Oleh Tajuddin Noor Ganie
Fenomena Sastra Pers
Selama kurun waktu 1942--1945, pelampiasan gairah
bersastra di Kalimantan Selatan (Kalsel) didukung oleh 6 buah koran/majalah yang membuka rubrik
sastra secara berkala, yakni
5. SK Borneo
Shimbun Banjarmasin
6. SK Borneo
Shimbun Kandangan
Koran/majalah di atas secara langsung maupun tidak langsung telah menciptakan situasi yang kondusif bagi lahirnya kelompok sastrawan Kalsel generasi perintis zaman kolonial Jepang 1942--1945. Pada tanggal 10 Pebruari 1942, pasukan Kaigun/Rikugun Jepang berhasil merebut kota Banjarmasin tanpa perlawanan yang berarti dari pasukan militer Belanda.
Namun, sebelum kota Banjarmasin jatuh ke tangan pasukan Kaigun/Rikugun Jepang, pasukan milter Belanda telah melakukan aksi bakar habis atas semua sarana vital yang ada di kota Banjarmasin. Kantor percetakan SK Suara Kalimantan milik AA Hamidhan juga menjadi sasaran aksi pengrusakan yang dilakukan secara brutal oleh aparat militer pemerintah kolonial Belanda.
Setelah berusaha keras, AA Hamidhan akhirnya berhasil memperbaiki kerusakan yang terjadi pada mesin cetak korannya. Pada tanggal 5 Maret 1942, AA Hamidhan sudah berhasil menerbitkan kembali SK Kalimantan Raya.

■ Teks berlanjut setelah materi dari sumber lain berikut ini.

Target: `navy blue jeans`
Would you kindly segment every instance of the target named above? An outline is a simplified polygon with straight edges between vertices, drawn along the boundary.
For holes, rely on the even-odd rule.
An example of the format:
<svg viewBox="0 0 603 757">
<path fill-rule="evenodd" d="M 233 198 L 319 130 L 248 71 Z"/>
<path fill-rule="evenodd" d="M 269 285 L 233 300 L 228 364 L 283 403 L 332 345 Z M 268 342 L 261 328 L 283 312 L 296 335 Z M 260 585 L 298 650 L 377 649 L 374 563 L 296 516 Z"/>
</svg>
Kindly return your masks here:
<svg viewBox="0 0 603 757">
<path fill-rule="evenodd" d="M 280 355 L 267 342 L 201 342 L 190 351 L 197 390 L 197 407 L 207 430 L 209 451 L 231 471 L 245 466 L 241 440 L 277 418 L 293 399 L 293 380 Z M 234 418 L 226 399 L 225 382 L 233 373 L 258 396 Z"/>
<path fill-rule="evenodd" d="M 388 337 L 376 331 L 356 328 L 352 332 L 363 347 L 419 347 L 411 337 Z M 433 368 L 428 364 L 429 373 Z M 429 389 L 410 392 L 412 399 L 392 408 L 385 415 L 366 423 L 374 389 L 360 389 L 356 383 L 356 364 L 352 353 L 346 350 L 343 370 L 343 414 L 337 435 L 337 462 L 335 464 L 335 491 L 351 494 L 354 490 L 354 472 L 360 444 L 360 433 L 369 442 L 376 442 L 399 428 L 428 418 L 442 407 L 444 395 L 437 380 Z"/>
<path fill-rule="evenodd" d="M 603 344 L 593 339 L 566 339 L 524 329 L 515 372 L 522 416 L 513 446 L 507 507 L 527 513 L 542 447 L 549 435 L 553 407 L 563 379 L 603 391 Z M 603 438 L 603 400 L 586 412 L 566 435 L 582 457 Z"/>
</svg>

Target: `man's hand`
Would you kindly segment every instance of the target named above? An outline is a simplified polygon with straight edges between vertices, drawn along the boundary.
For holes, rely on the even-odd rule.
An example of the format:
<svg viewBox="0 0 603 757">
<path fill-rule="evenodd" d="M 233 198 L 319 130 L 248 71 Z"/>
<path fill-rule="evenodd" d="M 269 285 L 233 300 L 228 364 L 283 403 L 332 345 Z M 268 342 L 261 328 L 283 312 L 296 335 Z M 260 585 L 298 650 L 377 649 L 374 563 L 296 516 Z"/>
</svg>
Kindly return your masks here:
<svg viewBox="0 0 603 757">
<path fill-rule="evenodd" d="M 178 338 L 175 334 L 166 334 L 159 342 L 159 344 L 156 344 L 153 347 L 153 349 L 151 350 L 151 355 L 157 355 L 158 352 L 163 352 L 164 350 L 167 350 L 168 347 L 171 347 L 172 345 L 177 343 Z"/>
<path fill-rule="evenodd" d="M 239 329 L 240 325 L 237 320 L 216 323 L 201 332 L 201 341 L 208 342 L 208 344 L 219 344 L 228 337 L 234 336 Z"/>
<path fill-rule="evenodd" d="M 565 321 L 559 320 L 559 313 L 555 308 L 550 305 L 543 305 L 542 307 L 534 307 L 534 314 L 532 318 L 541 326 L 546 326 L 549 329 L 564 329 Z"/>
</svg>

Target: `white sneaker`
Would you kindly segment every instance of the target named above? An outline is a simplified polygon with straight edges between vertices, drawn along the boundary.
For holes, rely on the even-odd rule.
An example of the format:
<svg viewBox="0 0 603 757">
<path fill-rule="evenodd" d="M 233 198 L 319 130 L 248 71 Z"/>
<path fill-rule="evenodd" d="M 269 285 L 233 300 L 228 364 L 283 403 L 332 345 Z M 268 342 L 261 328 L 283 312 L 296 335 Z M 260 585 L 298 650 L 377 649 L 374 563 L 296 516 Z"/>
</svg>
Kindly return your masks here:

Tapi, hal itu tidak berlangsung lama, Komandan pasukan Kaigun/Rikugun Jepang yang menjadi penguasa baru di kota Banjarmasin melarangnya melanjutkan penerbitan korannya itu.
AA Hamidhan dan para wartawan SK Kalimantan
Raya lainnya kemudian direkrut untuk bekerja di SK Borneo Shimbun Banjarmasin yang berada di bawah pengawasan ketat
pemerintah kolonial Jepang di Borneo Menseibu Cokan (MBC).

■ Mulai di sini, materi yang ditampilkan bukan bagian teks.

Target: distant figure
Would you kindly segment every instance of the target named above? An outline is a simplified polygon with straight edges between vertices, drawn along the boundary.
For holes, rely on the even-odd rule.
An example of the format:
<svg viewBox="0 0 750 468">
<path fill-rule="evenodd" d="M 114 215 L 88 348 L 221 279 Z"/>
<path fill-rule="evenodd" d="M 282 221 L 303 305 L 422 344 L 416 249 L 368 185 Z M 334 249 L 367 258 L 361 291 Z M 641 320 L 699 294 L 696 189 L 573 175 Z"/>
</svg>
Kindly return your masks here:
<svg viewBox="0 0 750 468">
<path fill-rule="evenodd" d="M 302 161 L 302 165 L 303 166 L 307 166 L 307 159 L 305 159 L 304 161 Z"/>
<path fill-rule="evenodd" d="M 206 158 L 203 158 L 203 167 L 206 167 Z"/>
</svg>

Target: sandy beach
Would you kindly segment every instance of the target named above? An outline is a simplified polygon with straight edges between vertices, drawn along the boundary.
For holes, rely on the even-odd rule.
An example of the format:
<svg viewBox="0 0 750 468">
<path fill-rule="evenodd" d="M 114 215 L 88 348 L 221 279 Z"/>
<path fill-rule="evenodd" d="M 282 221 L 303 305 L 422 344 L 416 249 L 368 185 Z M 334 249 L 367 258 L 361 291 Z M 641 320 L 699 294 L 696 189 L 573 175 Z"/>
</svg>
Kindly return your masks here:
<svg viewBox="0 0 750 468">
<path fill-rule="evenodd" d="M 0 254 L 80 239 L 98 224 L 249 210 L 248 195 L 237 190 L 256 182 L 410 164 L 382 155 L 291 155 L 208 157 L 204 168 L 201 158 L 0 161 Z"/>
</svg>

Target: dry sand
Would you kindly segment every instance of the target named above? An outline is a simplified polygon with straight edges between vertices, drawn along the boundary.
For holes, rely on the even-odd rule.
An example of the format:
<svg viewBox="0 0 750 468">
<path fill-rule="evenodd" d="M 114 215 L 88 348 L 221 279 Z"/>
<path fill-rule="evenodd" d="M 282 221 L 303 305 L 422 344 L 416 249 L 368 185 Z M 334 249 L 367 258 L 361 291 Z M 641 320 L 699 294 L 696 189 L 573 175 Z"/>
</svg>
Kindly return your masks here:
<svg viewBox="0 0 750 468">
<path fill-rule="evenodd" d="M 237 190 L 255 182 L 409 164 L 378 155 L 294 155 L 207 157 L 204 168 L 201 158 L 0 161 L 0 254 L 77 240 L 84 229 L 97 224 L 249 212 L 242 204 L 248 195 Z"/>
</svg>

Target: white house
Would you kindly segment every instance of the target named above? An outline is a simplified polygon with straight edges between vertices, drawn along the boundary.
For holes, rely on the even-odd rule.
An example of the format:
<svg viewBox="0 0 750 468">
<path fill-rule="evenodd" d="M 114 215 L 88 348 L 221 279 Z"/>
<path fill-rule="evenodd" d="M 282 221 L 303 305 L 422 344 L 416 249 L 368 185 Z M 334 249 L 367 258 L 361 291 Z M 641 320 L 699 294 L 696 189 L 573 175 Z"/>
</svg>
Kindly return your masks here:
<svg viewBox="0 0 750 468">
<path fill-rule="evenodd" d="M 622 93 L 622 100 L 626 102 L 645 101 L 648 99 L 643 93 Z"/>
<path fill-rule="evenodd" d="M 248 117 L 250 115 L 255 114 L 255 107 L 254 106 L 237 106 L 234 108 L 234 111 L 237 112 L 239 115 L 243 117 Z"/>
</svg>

Sikap yang sama juga dilakukan pemerintah kolonial Jepang terhadap para
wartawan yang bekerja di Majalah Purnama
Raya Kandangan (Haspan Hadna), Majalah Puspa
Wangi Kandangan, dan Majalah Pawana Rantau.
Mereka juga dilarang melanjutkan penerbitan majalahnya masing-masing, dan selanjutnya diminta bergabung sebagai wartawan propaganda di SK Borneo Shimbun Kandangan. Akibat adanya kebijakan politik informasi terpusat itu, maka tidak ada pilihan lain bagi sastrawan Kalsel ketika itu, kecuali memublikasikan karya sastranya di SK Borneo Shimbun Banjarmasin dan SK Borneo Shimbun Kandangan.

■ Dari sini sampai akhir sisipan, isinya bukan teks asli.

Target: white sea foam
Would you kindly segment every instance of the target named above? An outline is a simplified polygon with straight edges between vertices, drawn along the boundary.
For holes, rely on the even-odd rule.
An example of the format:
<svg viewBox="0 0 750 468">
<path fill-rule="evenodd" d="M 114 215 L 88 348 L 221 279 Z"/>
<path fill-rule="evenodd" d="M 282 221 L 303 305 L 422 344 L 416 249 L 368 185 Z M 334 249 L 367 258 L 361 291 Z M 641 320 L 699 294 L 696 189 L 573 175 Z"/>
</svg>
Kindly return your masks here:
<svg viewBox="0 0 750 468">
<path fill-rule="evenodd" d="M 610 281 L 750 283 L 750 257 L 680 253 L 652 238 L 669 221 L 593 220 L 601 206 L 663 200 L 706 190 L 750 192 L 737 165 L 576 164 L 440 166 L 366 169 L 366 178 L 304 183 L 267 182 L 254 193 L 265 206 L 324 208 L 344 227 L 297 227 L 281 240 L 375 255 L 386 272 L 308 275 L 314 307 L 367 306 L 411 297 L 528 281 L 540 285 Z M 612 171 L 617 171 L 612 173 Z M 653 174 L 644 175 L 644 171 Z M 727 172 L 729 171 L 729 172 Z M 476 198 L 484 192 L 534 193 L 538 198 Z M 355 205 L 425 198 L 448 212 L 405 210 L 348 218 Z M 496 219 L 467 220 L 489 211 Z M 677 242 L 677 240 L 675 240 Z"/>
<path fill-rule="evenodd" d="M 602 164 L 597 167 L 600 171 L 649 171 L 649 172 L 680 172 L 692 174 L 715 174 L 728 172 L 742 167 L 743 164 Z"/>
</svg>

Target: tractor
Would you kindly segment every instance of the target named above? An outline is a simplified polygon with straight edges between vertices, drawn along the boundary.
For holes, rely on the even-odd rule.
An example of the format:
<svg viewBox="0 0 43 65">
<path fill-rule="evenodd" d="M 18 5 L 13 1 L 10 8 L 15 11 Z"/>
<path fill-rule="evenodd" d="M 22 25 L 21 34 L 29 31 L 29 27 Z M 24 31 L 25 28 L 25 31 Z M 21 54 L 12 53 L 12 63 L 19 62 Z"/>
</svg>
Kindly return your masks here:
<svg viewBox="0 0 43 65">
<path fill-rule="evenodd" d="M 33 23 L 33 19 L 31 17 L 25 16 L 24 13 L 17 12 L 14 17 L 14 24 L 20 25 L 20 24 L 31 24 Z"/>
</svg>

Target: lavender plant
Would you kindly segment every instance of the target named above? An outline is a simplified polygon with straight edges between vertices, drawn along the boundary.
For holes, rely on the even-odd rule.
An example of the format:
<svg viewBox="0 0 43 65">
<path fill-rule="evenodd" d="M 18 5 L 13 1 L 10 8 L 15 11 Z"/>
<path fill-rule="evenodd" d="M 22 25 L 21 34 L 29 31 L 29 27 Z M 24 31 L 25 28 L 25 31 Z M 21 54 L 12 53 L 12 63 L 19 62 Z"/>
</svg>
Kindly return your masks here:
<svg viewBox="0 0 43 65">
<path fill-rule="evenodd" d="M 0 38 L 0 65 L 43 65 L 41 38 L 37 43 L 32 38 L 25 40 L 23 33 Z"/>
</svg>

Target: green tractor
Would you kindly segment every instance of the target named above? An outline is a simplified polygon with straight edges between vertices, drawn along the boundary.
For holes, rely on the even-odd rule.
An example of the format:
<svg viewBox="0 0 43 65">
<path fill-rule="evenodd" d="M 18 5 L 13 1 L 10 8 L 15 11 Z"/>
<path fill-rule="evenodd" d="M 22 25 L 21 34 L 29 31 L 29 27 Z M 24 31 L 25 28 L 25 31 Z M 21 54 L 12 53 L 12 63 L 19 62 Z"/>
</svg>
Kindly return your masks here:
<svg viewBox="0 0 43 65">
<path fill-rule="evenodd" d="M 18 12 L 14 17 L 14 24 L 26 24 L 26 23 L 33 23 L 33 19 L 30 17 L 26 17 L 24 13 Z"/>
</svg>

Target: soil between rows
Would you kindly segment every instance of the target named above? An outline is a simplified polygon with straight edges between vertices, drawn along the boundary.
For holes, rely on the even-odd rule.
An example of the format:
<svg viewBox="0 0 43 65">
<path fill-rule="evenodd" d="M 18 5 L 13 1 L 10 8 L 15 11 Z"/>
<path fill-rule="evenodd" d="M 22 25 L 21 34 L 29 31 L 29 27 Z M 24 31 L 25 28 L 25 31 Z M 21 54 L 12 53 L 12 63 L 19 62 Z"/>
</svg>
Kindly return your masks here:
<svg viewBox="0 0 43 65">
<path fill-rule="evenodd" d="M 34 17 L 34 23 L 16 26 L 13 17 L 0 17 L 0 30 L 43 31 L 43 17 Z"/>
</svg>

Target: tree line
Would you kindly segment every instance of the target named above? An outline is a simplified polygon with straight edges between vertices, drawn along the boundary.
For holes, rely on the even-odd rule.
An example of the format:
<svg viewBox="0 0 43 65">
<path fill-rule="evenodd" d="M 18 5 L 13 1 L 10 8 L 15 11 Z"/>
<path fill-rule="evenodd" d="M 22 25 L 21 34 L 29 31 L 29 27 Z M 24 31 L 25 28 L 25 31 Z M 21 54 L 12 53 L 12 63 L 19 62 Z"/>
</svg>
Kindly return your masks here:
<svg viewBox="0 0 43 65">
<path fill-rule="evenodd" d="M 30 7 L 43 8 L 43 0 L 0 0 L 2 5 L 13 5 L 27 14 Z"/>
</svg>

Namun, ada satu hal unik yang tampaknya perlu diungkap, para sastrawan
yang pernah mempublikasikan karya sastranya di SK Borneo Shimbun sangat terkesan dengan sikap pribadi para wartawan
Jepang yang bertugas sebagai pengatur roda penerbitannya.
Para wartawan Jepang dimaksud dikenang sebagai orang-orang dengan kepribadian yang sangat menyenangkan. Meskipun SK Borneo Shimbun berada di bawah kontrol pemerintah kolonial Jepang yang terkenal refresif, namun mereka tidak lupa memberikan honorarium kepada para sastrawan yang karya sastranya dimuat di SK Borneo Shimbun.
Menurut Artum Artha, honorarium untuk sebuah puisi ketika itu antara 3--4 ringgit. Sementara honorarium untuk sebuah cerpen 10 ringgit (Tabloid Wanyi Banjarmasin, Edisi 12/Tahun 1/16 September 1999:6). Akibatnya, ramailah para sastrawan Kalsel sezaman yang tertarik untuk mempublikasikan karya sastranya di SK Borneo Shimbun. Mereka inilah yang di kemudian hari dikenal sebagai sastrawan Kalsel generasi perintis zaman kolonial Jepang 1942--1945.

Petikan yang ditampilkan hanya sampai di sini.